Still, how can there be so many doses that have been distributed but not yet administered? One reason might be that vaccination started during the holidays, when scheduling and staffing can be more difficult—fewer than 200 doses were given in New York City on Christmas Day, for example. Unpredictable shipments are making it hard to schedule appointments, too. And some hospital workers are choosing not to take a vaccine yet, though it’s unclear to what extent this is vaccine hesitancy, a scheduling issue, an altruistic desire for someone else to get it first, or something else. Even with all of the discussion about who should be prioritized ethically, distributors are realizing they’re not sure what to do when someone misses a time slot. At a Giant Foods in Washington, two random people got doses that would have otherwise spoiled. This is probably the right thing to have happen—the vaccine should go into someone’s arm, rather than to waste. But optics-wise, it makes it easy to imagine things devolving into a free-for-all sooner rather than later, doing away with all the planning to distribute the vaccine in accordance to how it can make the biggest impact on public health. “I think the best thing to do at this point is have roving bands of doctors roam the streets and jab random people with vaccine doses,” NYU’s Jeff Sebo tweeted over the weekend—a joke, but also, maybe more practical than whatever is happening currently.

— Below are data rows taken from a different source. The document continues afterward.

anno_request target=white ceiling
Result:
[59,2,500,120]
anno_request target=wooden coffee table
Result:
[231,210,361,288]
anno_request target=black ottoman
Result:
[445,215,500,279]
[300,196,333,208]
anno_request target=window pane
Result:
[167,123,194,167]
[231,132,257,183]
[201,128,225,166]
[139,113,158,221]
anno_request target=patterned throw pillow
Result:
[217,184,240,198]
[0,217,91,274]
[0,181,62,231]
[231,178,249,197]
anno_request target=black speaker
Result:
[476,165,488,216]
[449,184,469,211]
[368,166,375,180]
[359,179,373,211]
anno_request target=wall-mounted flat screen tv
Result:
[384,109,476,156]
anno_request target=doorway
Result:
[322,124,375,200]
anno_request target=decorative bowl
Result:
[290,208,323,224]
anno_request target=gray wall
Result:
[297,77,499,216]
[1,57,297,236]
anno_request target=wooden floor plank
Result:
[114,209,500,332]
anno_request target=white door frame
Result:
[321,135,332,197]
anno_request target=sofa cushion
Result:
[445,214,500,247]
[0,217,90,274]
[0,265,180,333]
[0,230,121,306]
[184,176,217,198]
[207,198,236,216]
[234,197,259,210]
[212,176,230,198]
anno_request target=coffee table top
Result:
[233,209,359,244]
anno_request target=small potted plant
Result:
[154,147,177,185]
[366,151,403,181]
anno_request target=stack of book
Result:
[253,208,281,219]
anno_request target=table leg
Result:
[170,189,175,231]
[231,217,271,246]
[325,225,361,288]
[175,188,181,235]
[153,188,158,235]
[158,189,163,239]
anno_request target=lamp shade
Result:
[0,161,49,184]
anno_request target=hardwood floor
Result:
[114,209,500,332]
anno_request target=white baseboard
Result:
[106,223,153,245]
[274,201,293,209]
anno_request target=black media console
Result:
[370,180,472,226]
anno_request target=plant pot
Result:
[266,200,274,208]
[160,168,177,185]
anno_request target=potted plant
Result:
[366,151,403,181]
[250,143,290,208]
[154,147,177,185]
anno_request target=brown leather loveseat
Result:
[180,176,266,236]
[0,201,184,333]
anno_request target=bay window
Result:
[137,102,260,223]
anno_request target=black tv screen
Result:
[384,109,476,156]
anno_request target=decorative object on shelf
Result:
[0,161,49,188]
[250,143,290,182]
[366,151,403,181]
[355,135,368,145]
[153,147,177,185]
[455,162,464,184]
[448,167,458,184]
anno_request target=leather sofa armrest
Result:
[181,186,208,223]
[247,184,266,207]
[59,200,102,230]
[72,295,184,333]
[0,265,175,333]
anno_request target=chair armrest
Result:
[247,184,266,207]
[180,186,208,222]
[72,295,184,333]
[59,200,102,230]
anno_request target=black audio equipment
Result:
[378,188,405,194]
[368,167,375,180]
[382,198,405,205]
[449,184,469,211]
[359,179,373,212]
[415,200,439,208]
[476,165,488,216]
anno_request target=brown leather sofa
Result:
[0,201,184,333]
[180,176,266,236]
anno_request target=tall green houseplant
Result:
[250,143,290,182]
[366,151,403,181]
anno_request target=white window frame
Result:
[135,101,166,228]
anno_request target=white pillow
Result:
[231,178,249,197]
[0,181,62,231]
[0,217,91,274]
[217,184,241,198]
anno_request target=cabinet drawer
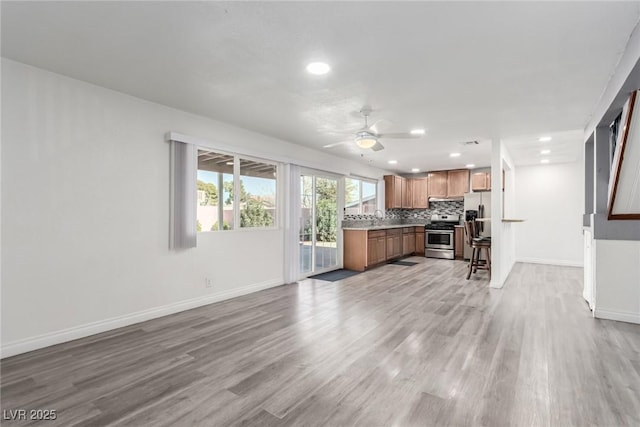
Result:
[369,230,387,239]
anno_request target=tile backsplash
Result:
[342,200,464,227]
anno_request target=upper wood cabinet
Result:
[384,175,406,209]
[471,172,491,191]
[429,171,448,198]
[409,178,429,209]
[447,169,469,197]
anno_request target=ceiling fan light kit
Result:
[324,106,425,151]
[356,132,378,148]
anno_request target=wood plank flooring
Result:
[1,257,640,426]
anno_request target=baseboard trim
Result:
[516,258,584,267]
[0,278,284,358]
[593,308,640,324]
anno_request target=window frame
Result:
[343,176,378,215]
[195,144,283,234]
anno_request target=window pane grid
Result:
[196,149,277,232]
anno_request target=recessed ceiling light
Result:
[307,62,331,75]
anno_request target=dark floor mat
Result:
[309,270,360,282]
[389,261,418,267]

What is so frustrating about the current situation is that so much money and effort was poured into the creation of a vaccine, but apparently that same investment was not given to the process of actually getting it into arms. The COVID-19 relief bill passed over the holidays includes money for states to help with it—promising, but a little on the late side, considering how much more advance preparation could have helped. Organizing shipping times and appointment slots might not be as scientifically difficult as coaxing mRNA to do something complicated inside a cell, and it’s certainly harder to brag about in the pages of history. But it’s still an enormous amount of work, requiring effort and cooperation. We haven’t been great about all the banal, day-to-day stuff that requires us to get through the pandemic. America is failing at the boring stuff. I wish I were surprised.